Bioroid wziął kolejny pistolet, sprawdził magazynek i włożył go do drugiej kabury, po czym zaczął upychać w kieszonki zapasowe magazynki. Gdy skończył, otworzył ukryty schowek i wyjął z niego dwie pary gogli.

– Miałeś już z tym do czynienia? – spytał podając mi jedną parę. Przyjrzałem się goglom z uwagą. Chyba już je widziałem, ale nie mogłem sobie przypomnieć szczegółów. – Najwyraźniej nie. – Westchnął. – Nie ważne. Nie sądzę, żebyśmy musieli włączać ich podstawową funkcję… Dzisiaj wystarczy, żeby posłużyły nam jako wizjer na podczerwień. – Sięgnął do kolejnego schowka i wyjął z niego nadajniki. – Wchodzimy na moją komendę. Wbrew temu, co mówiłem, nie pozwolę ci na prowadzenie tej akcji – ciągnął z uśmiechem. – Jeszcze nie wiem, na ile cię stać, a nie mamy czasu na próby. Do tego przeciwnik jest raczej nieobliczalny…
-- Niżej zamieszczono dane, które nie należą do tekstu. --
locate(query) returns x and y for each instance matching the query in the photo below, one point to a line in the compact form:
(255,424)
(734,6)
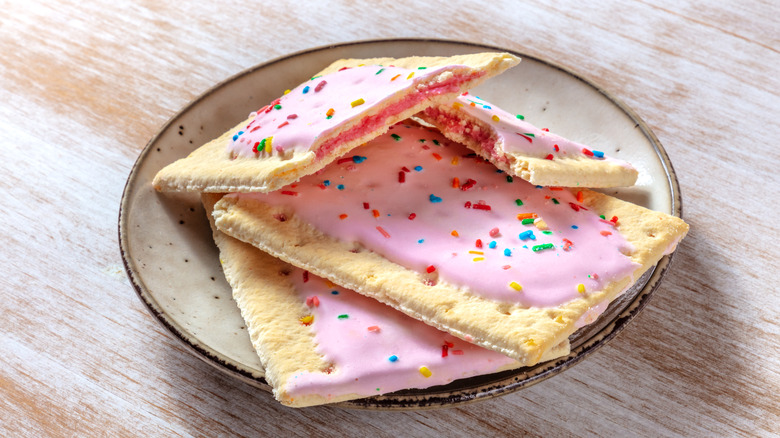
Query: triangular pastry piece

– Nie rozumiem, o co ci chodzi – odparłem odrywając na chwilę wzrok od gogli.

– To proste. Naszym przeciwnikiem są Anioły. Obydwaj możemy w nich czytać i zwykle wygląda to tak, że przeprowadzamy akcje utrzymując z nim kontakt. W ten sposób nie są w stanie nas niczym zaskoczyć. Ty jesteś zbyt świeży, nie mam pewności, że się nie pogubisz jednocześnie atakując i sondując te stwory. – Patrzył mi prosto w oczy z zupełnie poważną miną. Kiwnąłem głową. Miał absolutną rację, nie mogliśmy ryzykować. Sam wciąż nie potrafiłem uwierzyć w to, że w ogóle jestem w stanie grzebać tym potworom w głowach. Nie wspominając o tym, żebym miał to robić podczas walki… – No, to świetnie, że się rozumiemy.
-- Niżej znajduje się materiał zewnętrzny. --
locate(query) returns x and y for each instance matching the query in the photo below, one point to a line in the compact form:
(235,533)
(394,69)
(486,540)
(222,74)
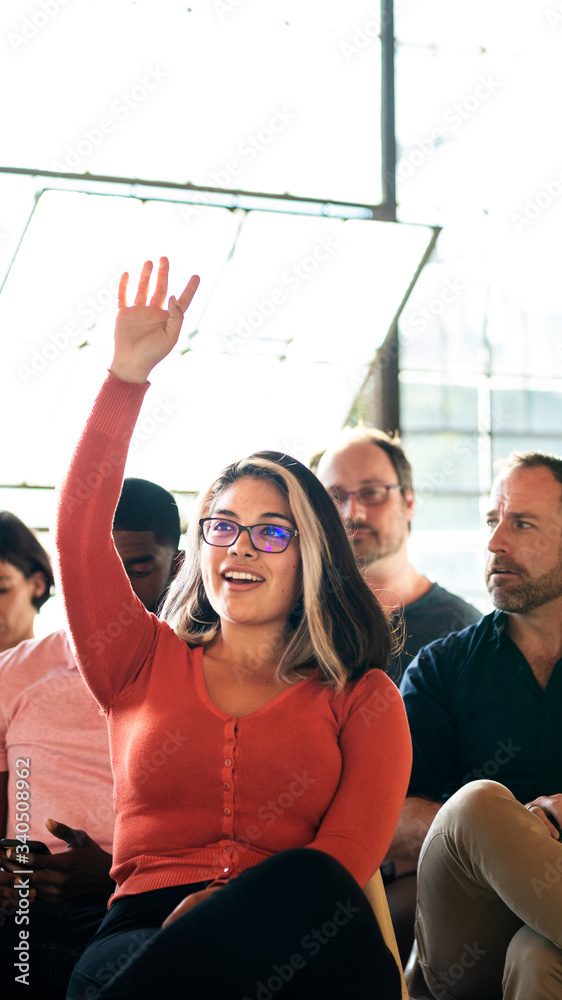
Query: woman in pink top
(260,753)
Mężczyzna uśmiechnął się dość drapieżnie. Zauważyłem, że jego sposób bycia zmieniał się z minuty na minutę, w miarę, jak zbliżaliśmy się do rozpoczęcia akcji. Niby próbował rozładować sytuację i nie pokazywać po sobie, że czymkolwiek się przejmuje, ale jednak dało się wyczuć jakieś napięcie, powagę (?), które przezierały spod maski pozornego luzu.
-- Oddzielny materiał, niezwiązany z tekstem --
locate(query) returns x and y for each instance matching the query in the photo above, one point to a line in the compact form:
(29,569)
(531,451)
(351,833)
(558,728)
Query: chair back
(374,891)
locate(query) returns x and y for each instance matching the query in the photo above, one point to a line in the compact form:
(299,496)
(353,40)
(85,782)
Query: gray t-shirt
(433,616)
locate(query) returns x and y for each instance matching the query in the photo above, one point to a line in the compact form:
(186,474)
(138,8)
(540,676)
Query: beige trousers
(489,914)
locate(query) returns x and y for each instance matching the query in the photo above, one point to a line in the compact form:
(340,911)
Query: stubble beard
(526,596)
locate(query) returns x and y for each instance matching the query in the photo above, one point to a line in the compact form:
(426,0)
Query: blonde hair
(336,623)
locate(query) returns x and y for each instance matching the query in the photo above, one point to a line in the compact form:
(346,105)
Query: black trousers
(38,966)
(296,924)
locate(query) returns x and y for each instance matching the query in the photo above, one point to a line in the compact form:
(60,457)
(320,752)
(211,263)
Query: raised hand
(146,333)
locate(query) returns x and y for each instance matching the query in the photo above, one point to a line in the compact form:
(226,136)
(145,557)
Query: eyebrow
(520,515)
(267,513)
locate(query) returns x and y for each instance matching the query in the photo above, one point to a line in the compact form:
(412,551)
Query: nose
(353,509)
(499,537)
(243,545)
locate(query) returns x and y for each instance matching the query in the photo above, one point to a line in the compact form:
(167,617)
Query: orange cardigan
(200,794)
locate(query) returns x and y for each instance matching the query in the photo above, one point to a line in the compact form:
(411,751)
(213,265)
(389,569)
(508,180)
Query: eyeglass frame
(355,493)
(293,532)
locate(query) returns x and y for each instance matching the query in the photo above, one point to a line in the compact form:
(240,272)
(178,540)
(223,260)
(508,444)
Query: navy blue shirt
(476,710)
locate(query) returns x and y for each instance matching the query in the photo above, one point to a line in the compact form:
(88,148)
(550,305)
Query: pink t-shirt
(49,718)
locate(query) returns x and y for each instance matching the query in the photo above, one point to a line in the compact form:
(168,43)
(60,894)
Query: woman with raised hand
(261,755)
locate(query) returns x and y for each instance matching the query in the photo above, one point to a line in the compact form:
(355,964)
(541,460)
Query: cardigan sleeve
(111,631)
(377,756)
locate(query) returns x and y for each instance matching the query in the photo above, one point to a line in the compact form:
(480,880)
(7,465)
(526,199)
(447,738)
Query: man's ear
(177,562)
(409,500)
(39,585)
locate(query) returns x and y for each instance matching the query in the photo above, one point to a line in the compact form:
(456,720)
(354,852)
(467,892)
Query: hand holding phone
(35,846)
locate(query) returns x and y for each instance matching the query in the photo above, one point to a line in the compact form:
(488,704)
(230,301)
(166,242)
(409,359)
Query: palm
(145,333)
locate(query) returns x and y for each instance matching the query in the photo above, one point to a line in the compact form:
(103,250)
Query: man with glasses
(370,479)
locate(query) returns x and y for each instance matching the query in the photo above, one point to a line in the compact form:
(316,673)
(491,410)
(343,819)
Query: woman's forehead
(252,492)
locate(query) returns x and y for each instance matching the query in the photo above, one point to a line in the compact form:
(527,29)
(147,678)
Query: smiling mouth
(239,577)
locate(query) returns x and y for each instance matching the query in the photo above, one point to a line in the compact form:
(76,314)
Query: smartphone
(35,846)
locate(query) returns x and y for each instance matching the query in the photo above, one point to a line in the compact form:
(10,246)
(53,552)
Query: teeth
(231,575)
Gdy ja kończyłem ubieranie się i dobieranie sprzętu, Jared usiadł na podłodze i zamknął oczy. Od razu zacząłem się zastanawiać, jak u niego jest z wykorzystywaniem naszych zdolności. Na pewno był w tym bardzo sprawny. Jak bardzo, nie potrafiłem się domyślić. Było to zbyt abstrakcyjne zagadnienie, żebym potrafił je ogarnąć.

– Nie wiem, jak ty to sobie wykombinowałeś – wyrwał mnie z zamyślenia głos Jareda – ale sądzę, że zrobimy to w następujący sposób. Wchodzimy, gdy tylko Anioły zbiorą wszystkich razem i zajmą swoje pozycje, po czym odcinamy wodę i prąd. Przez chwilę przeciwnik będzie zdezorientowany. Zdejmujemy tych dwóch, którzy będą stali na czatach, a potem załatwiamy lidera. Gdyby sytuacja miała się skomplikować albo drastycznie zmienić, masz wykonywać moje polecenia. Ja będę cały czas kontrolował to, co planują Anioły i na bieżąco dostosowywał nasze posunięcia.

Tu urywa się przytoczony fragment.